Complete neurological and neuropsychological evaluation in the asymptomatic monozygotic twin only revealed mild neurological impairment. In the hypothesis of Niemann-Pick disease type C, Filipin staining and assessment of plasma oxysterols (cholestane-3®,5〈,6®-triol) were carried out. Filipin test showed massive intracellular accumulation of non-esterified cholesterol consistent with a “classical phenotype”. Plasmatic levels of oxysterols were above normal range in both twins. Molecular analysis of NPC1 and NPC2 genes revealed a homozygous mutation in the NPC1 gene in both twins, a heterozygous mutation in both parents and in the older brother while the sister was a non-carrier. Zygosity testing, undertaken in the twins, resulted positive for monozygosity. Brain MRI in the proband showed only a mild diffuse enlargement of cortical sulci.
Both patients underwent a 18F-FDG-PET/CT with single subject automated analysis, which demonstrated a reduced frontal and temporal glucose metabolism more widespread in the proband. This is in line with literature data supporting the idea of a progressive neuronal degeneration leading to a disconnection syndrome towards the frontal regions as biological substrate for the cognitive/neuropsychiatric manifestations of the disease.
Early recognition of NPC is important because of the recent development of a disease-specific therapy, miglustat (Zavesca, Actelion Pharmaceuticals, Allschwil, Switzerland), that reversibly inhibits glycosphingolipid synthesis and should be initiated at the earliest onset of neurological signs in order to stabilise or slow the disease progression. Therapy with miglustat was initiated in both subjects.

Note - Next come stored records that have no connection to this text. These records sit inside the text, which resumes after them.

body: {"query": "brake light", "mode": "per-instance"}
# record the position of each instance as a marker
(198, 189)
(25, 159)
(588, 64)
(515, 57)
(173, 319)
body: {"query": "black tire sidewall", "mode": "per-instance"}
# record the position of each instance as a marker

To our knowledge, only few cases of NPC in monozygotic twins have been reported in literature all of which affected by very similar phenotypes; little is known about phenotypic heterogeneity of patients carrying the same disease mutation. We report the first case of extensive phenotypic variability of NPC in monozygotic twins carrying the same homozygous mutation.

This case highlights the extreme phenotypic heterogeneity of NPC and underlines the importance of having markers of early diagnosis to consider NPC also in mild disease phenotypes which seem to be underestimated especially in the adult-onset presentation and severely delay the initiation of adequate therapy.
Further efforts are required to diagnose patients earlier in the natural history of disease and to initiate treatment before irreversible neurological impairment and to better elucidate disease pathogenesis for the development of synergic therapeutic strategies.